A minimalist ad blocker written entirely in Bash, maza-ad-blocking requires only a shell and curl. It's the lightest option here, designed for systems where even Go or .NET runtimes are overhead. Install and run it on any Unix-like system—even older hardware or embedded devices.

Pros:

  • Zero dependencies beyond Bash; runs on nearly any Linux or Unix system
  • Trivially auditable source code (it's shell scripts)
  • Minimal memory and CPU footprint

Cons:

  • No web UI or REST API; configuration and monitoring are command-line only
  • Smaller feature set and community, fewer pre-built blocklists

How to choose

Pick Pi-hole if your team values ease of use and a large ecosystem—it's the most forgiving entry point and works well for home labs and small office networks. Choose AdGuardHome if you want similar simplicity but prefer a single binary and more advanced filtering rules without the Pi-hole footprint. Use DnsServer if you're operating authoritative DNS or need zone management alongside ad blocking. Go with blocky if you're deploying in containers or infrastructure-as-code environments where configuration files and minimal footprint matter more than a web UI. Reserve maza-ad-blocking for ultra-constrained systems—it's powerful for its size, but only if your team is comfortable with command-line administration.

Frequently Asked Questions

Can I self-host an open-source DNS filter without relying on a third-party service?

Yes—projects like Pi-hole and AdGuard Home run entirely on your own hardware (including low-power devices like a Raspberry Pi), giving you complete control over DNS resolution without sending queries to external servers.

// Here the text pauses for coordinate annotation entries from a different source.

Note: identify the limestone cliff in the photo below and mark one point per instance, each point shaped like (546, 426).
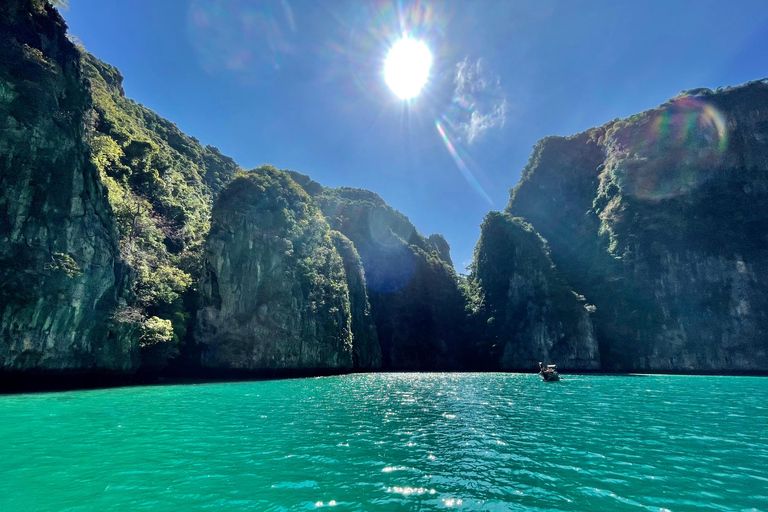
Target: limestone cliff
(274, 287)
(415, 299)
(660, 221)
(61, 277)
(528, 312)
(366, 350)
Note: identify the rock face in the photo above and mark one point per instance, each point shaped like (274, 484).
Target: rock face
(274, 287)
(660, 221)
(415, 300)
(60, 274)
(530, 313)
(366, 351)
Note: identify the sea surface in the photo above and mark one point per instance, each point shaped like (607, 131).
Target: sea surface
(392, 442)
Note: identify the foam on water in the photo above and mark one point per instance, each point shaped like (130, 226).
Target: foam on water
(392, 442)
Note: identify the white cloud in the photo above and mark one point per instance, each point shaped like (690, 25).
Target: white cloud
(480, 100)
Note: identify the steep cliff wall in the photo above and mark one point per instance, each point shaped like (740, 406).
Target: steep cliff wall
(60, 273)
(161, 185)
(274, 287)
(528, 313)
(660, 221)
(415, 299)
(366, 350)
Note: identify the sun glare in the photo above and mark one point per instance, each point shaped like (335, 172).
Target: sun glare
(407, 67)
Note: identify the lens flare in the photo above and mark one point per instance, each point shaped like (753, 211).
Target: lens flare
(461, 165)
(670, 151)
(407, 67)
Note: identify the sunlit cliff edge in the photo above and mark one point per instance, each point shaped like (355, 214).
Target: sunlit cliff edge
(128, 247)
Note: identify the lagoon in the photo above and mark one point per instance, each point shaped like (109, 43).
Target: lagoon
(429, 441)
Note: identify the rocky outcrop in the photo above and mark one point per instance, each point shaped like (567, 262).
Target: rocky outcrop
(274, 289)
(60, 273)
(415, 299)
(529, 313)
(366, 351)
(660, 221)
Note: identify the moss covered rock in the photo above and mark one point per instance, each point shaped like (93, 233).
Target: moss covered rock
(62, 283)
(274, 289)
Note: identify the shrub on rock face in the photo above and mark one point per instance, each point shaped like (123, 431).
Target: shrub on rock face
(274, 288)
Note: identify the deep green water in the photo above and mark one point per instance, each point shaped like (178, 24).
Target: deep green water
(392, 442)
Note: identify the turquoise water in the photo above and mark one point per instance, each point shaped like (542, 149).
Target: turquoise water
(392, 442)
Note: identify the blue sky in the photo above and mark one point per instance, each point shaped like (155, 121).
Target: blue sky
(299, 84)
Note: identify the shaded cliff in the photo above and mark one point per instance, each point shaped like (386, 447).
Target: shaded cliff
(366, 351)
(526, 313)
(161, 185)
(62, 284)
(660, 221)
(413, 289)
(274, 288)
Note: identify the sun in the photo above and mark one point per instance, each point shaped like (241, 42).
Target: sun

All your blocklists, filtering rules, and query logs stay on your machine, eliminating the privacy and data-residency concerns of cloud-hosted services like NextDNS.

What are the cost differences between self-hosted alternatives and NextDNS's pricing model?

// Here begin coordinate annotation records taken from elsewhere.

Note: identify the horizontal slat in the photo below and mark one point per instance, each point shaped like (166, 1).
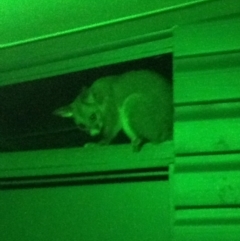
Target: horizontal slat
(208, 37)
(205, 181)
(207, 224)
(207, 77)
(207, 128)
(83, 160)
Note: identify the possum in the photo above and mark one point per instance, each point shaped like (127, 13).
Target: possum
(138, 102)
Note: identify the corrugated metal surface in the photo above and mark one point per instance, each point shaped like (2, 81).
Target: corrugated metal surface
(207, 130)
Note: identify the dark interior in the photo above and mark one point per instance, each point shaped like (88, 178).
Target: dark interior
(27, 122)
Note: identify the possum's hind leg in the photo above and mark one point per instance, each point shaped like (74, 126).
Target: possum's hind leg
(145, 118)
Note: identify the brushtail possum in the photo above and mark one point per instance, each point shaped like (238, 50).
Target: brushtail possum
(137, 102)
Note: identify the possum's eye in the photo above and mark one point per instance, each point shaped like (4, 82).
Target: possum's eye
(93, 117)
(81, 127)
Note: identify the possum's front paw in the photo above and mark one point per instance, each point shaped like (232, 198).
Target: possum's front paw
(137, 145)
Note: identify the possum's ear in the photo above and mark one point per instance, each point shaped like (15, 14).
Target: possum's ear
(64, 111)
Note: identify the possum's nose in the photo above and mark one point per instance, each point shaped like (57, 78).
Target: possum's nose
(94, 132)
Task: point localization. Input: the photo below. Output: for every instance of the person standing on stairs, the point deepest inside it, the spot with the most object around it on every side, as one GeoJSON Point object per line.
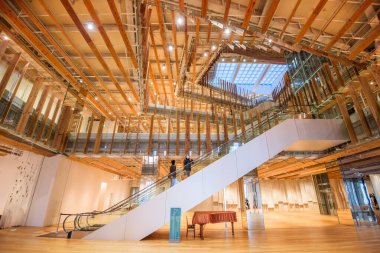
{"type": "Point", "coordinates": [172, 172]}
{"type": "Point", "coordinates": [187, 165]}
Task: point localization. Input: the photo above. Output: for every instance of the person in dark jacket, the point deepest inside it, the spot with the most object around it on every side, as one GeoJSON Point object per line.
{"type": "Point", "coordinates": [187, 165]}
{"type": "Point", "coordinates": [172, 172]}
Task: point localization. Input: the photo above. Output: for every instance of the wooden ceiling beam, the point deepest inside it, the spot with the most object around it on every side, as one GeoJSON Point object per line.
{"type": "Point", "coordinates": [269, 15]}
{"type": "Point", "coordinates": [204, 8]}
{"type": "Point", "coordinates": [158, 65]}
{"type": "Point", "coordinates": [19, 25]}
{"type": "Point", "coordinates": [110, 47]}
{"type": "Point", "coordinates": [96, 52]}
{"type": "Point", "coordinates": [174, 29]}
{"type": "Point", "coordinates": [61, 51]}
{"type": "Point", "coordinates": [289, 18]}
{"type": "Point", "coordinates": [360, 46]}
{"type": "Point", "coordinates": [359, 12]}
{"type": "Point", "coordinates": [310, 20]}
{"type": "Point", "coordinates": [247, 17]}
{"type": "Point", "coordinates": [154, 84]}
{"type": "Point", "coordinates": [165, 47]}
{"type": "Point", "coordinates": [121, 27]}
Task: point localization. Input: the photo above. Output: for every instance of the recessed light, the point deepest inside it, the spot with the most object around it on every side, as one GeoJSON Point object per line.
{"type": "Point", "coordinates": [90, 26]}
{"type": "Point", "coordinates": [179, 20]}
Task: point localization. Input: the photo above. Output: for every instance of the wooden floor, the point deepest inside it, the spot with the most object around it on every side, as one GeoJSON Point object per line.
{"type": "Point", "coordinates": [286, 232]}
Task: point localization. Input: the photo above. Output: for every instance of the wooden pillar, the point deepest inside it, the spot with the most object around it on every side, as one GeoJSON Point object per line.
{"type": "Point", "coordinates": [258, 116]}
{"type": "Point", "coordinates": [27, 110]}
{"type": "Point", "coordinates": [187, 134]}
{"type": "Point", "coordinates": [63, 124]}
{"type": "Point", "coordinates": [371, 101]}
{"type": "Point", "coordinates": [316, 90]}
{"type": "Point", "coordinates": [330, 77]}
{"type": "Point", "coordinates": [168, 137]}
{"type": "Point", "coordinates": [45, 117]}
{"type": "Point", "coordinates": [77, 136]}
{"type": "Point", "coordinates": [177, 135]}
{"type": "Point", "coordinates": [225, 127]}
{"type": "Point", "coordinates": [346, 118]}
{"type": "Point", "coordinates": [113, 137]}
{"type": "Point", "coordinates": [150, 142]}
{"type": "Point", "coordinates": [137, 135]}
{"type": "Point", "coordinates": [40, 105]}
{"type": "Point", "coordinates": [338, 75]}
{"type": "Point", "coordinates": [216, 118]}
{"type": "Point", "coordinates": [199, 134]}
{"type": "Point", "coordinates": [9, 105]}
{"type": "Point", "coordinates": [89, 130]}
{"type": "Point", "coordinates": [3, 47]}
{"type": "Point", "coordinates": [127, 128]}
{"type": "Point", "coordinates": [359, 111]}
{"type": "Point", "coordinates": [8, 73]}
{"type": "Point", "coordinates": [50, 129]}
{"type": "Point", "coordinates": [99, 135]}
{"type": "Point", "coordinates": [208, 134]}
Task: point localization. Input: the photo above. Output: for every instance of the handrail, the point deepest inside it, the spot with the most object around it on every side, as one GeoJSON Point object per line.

Self-hosted open-source solutions have no per-query fees or monthly subscription costs—you pay only for the hardware they run on. NextDNS charges based on query volume after a free tier limit, meaning your bill scales with usage. With self-hosted tools, there are no surprise overages or recurring service fees, just a one-time investment in a device.

How extensible are these alternatives? Can I build custom integrations or modify the filtering logic?

Projects like AdGuard Home, Pi-hole, and blocky expose APIs and support custom blocklists, allowing you to automate filtering rules and integrate with your own tools. Many also support webhooks and scripting, letting you tailor DNS behavior to your specific network needs—something constrained by NextDNS's managed interface and fixed feature set.

How do I migrate my DNS filtering setup from NextDNS to a self-hosted alternative?

Most open-source DNS filters accept standard blocklist formats (like adlists), so you can export your NextDNS rules and import them into Pi-hole or AdGuard Home. Both projects provide web UIs for manual rule creation and bulk import, and community guides exist for common migration paths; the process typically takes minutes to an hour depending on rule complexity.

Will a self-hosted DNS filter work with my existing network setup and devices?

Self-hosted solutions like Pi-hole and AdGuard Home work across any device that supports DNS configuration—phones, laptops, IoT devices, and smart home systems—because they operate at the DNS protocol level, not requiring special client software. You point your devices or router to your self-hosted instance, and filtering applies network-wide, making them compatible with nearly any stack.

Are there usage limits or performance concerns with running DNS filtering on modest hardware?

Self-hosted alternatives are designed to run on resource-constrained devices like Raspberry Pi with minimal overhead, handling thousands of queries daily without hitting artificial limits. Unlike NextDNS's query-count billing, there are no throttling thresholds—your only constraint is the hardware's actual network capacity, which is rarely a bottleneck for home or small-office networks.